Oyunculuğu zaten malum. Ama Zeki Alasya dendi mi sanki “kimyası bozuluyor”. Yani bıraktığı intiba bu. Duyup okuduklarımızdan çıkardığımız...
İlk şaşkınlığı yıllar önce yaşadık. Biz onları “Metin Alasya”, “Zeki Akpınar” olarak bellemişken aslında arkadaş bile olmadıklarını düşündüren bir biçimde ayrıldılar.
Tamam, bütün ortaklıklar sorunludur, dolayısıyla bitişi “muhteşem” olmaz hiçbirinin ama onlarınkinde sanki “bir ezen”le “bir ezilen” vardı. O günlerde duyduklarımın aklımda kalan özeti bu.
Yıllarca küs kaldılar. Zeki Alasya bütün söyleşilerde “kırgın”dı.
Sonra, geçenlerde tekrar bir araya geleceklerini duyduk. Nerede, ne zaman, tutar mı tutmaz mı derken İzzet Çapa‘dan öğrendik ki iş “suya düşmüş”. Nedeni, Metin Akpınar‘ın “Zeki ne alırsa 300 bin lira fazlasını isterim” demesiymiş.
Olayların içyüzünü bilemeyiz. Ne eskiden olanları, ne şimdikini. Bize yansıyanların altında ne yattığını...
Ama baktığımız yerden görünen şu: Metin Akpınar‘da “Ben Zeki’den önemliyim” duruşu var. Ezelden beri. “Bu duruş onun bütün meziyetlerine gölge düşürüyor.” Onu seven biri olarak benden söylemesi.
Hedef en küçük ödül
Geçen gün bilgi yarışmalarında basit sorulara cevap veremeyenler üstüne yazarken kişisel olarak bilgiye ilgisizliğin, eğitim sisteminin falan yanında pek konuşulmayan bir gerçeğin daha var olduğundan söz etmiştim.
“Az bir para için komik duruma düşmeye razı olmak.”
Her yarışmacının “en yüksek ödülü hedefleyerek” oraya geldiğini düşünüyoruz. En azından ben böyle düşünüyorum. Dolayısıyla “bilgisine çok güvendiğini”... Hal böyle olunca ikinci soruda “çuvallaması” büyük hayal kırıklığı yaratıyor bende.
Ama galiba yanılıyorum.
Doğrusu; çoğu yarışmacının hedefinin 1000 lira olması. “1000 lirayı alıp gitmek üzere oturuyor o koltuğa.” Onun için sonuca bizim kadar üzülmüyor.
“E, ne var bunda, 1000 lira az para mı?” diyeceksiniz. Değil elbet. Özellikle öğrenciler için. Ancak malum son örnek nedeniyle bütün yarışmacıların “öğrenci” olduğu algısı oluştu ama “1000 lira için dile düşmeyi göze alanlar”ın çoğu “meslek sahibi, yaşını başını almış” insanlar.
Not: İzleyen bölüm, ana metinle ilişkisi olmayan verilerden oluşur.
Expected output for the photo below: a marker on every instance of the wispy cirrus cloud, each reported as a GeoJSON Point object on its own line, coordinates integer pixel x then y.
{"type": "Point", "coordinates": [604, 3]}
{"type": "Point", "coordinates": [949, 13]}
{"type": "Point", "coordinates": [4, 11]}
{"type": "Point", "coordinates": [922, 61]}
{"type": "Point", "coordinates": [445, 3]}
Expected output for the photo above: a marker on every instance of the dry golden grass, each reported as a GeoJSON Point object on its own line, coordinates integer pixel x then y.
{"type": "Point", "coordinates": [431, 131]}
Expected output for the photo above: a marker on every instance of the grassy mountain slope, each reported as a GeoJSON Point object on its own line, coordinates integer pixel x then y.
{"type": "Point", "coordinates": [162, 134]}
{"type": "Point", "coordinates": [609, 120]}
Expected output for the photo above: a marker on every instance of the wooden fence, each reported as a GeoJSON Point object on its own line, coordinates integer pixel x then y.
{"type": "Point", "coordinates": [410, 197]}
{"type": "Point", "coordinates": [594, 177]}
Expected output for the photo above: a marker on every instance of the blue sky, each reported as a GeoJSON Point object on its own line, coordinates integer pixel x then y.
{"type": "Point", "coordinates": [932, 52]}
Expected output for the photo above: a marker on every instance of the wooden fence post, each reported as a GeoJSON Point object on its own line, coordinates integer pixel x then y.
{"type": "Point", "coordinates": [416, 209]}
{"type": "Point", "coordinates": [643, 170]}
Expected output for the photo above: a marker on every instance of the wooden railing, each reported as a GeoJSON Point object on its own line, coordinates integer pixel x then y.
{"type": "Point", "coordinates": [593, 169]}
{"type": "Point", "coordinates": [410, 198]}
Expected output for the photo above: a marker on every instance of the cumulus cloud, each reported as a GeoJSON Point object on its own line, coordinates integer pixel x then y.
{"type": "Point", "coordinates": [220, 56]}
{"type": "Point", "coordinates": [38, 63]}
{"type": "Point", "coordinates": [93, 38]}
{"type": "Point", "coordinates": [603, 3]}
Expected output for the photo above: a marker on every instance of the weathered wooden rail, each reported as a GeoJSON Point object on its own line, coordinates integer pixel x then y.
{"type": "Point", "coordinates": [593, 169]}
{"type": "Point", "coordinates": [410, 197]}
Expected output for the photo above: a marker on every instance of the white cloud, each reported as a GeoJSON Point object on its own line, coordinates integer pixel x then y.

Peki ülke gerçekleri açısından buna da üzülmek gerekmez mi?
Daha az paralar için daha büyük “küçük düşmeler”i göze alanlar var, senin dünyadan haberin yok diyebilirsiniz. Bakın, “dünyadan ha be ri ol ma ma k” bu devirde pek de fena bir şey değil. Bir sürü anormallik insanın gözünde normalleşmemiş oluyor böylece.
MIŞ/MUŞ
Dayak yediği sırada kocasının elini ısıran kadına 9 yıl ceza istenmiş.
Bu da “Kadına şiddete devam” kampanyası!
Toplu taşıma araçlarında en çok cep telefonu unutuluyormuş.
Katiyen inanmam, kim elinden bırakır ki!